You are viewing a plain text version of this content. The canonical link for it is here.
Posted to user@spark.apache.org by Something Something <ma...@gmail.com> on 2020/06/26 21:12:04 UTC

Spark Structured Streaming: “earliest” as “startingOffsets” is not working

My Spark Structured Streaming job works fine when I set "startingOffsets"
to "latest". When I simply change it to "earliest" & specify a new "check
point directory", the job doesn't work. The states don't get timed out
after 10 minutes.

While debugging I noticed that my 'state' logic is indeed getting executed
but states just don't time out - as they do when I use "latest". Any reason
why?

Is this a known issue?

*Note*: I've tried this under Spark 2.3 & 2.4

Re: Spark Structured Streaming: “earliest” as “startingOffsets” is not working

Posted by Srinivas V <sr...@gmail.com>.
Cool. Are you not using watermark ?
Also, is it possible to start listening offsets from a specific date time ?

Regards
Srini

On Sat, Jun 27, 2020 at 6:12 AM Eric Beabes <ma...@gmail.com>
wrote:

> My apologies...  After I set the 'maxOffsetsPerTrigger' to a value such as
> '200000' it started working. Hopefully this will help someone. Thanks.
>
> On Fri, Jun 26, 2020 at 2:12 PM Something Something <
> mailinglists19@gmail.com> wrote:
>
>> My Spark Structured Streaming job works fine when I set "startingOffsets"
>> to "latest". When I simply change it to "earliest" & specify a new "check
>> point directory", the job doesn't work. The states don't get timed out
>> after 10 minutes.
>>
>> While debugging I noticed that my 'state' logic is indeed getting
>> executed but states just don't time out - as they do when I use "latest".
>> Any reason why?
>>
>> Is this a known issue?
>>
>> *Note*: I've tried this under Spark 2.3 & 2.4
>>
>

Re: Spark Structured Streaming: “earliest” as “startingOffsets” is not working

Posted by Eric Beabes <ma...@gmail.com>.
My apologies...  After I set the 'maxOffsetsPerTrigger' to a value such as
'200000' it started working. Hopefully this will help someone. Thanks.

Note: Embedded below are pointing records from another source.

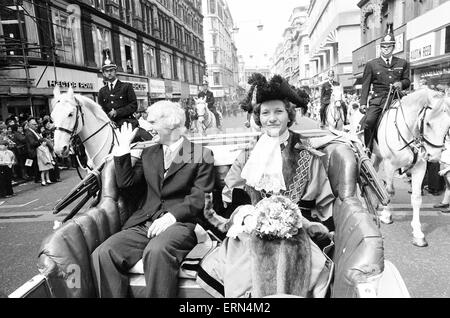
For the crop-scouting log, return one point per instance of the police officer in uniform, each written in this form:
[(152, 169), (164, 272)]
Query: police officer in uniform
[(325, 96), (381, 72), (210, 101), (117, 99)]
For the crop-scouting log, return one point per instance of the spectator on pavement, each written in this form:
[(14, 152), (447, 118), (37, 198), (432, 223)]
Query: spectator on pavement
[(45, 161), (7, 161)]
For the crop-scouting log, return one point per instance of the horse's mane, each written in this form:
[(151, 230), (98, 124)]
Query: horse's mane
[(419, 97), (94, 107)]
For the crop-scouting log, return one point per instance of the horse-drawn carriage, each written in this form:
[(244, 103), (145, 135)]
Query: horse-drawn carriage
[(360, 269)]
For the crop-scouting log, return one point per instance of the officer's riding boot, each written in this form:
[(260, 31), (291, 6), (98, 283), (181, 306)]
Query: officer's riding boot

On Fri, Jun 26, 2020 at 2:12 PM Something Something <
mailinglists19@gmail.com> wrote:

> My Spark Structured Streaming job works fine when I set "startingOffsets"
> to "latest". When I simply change it to "earliest" & specify a new "check
> point directory", the job doesn't work. The states don't get timed out
> after 10 minutes.
>
> While debugging I noticed that my 'state' logic is indeed getting executed
> but states just don't time out - as they do when I use "latest". Any reason
> why?
>
> Is this a known issue?
>
> *Note*: I've tried this under Spark 2.3 & 2.4
>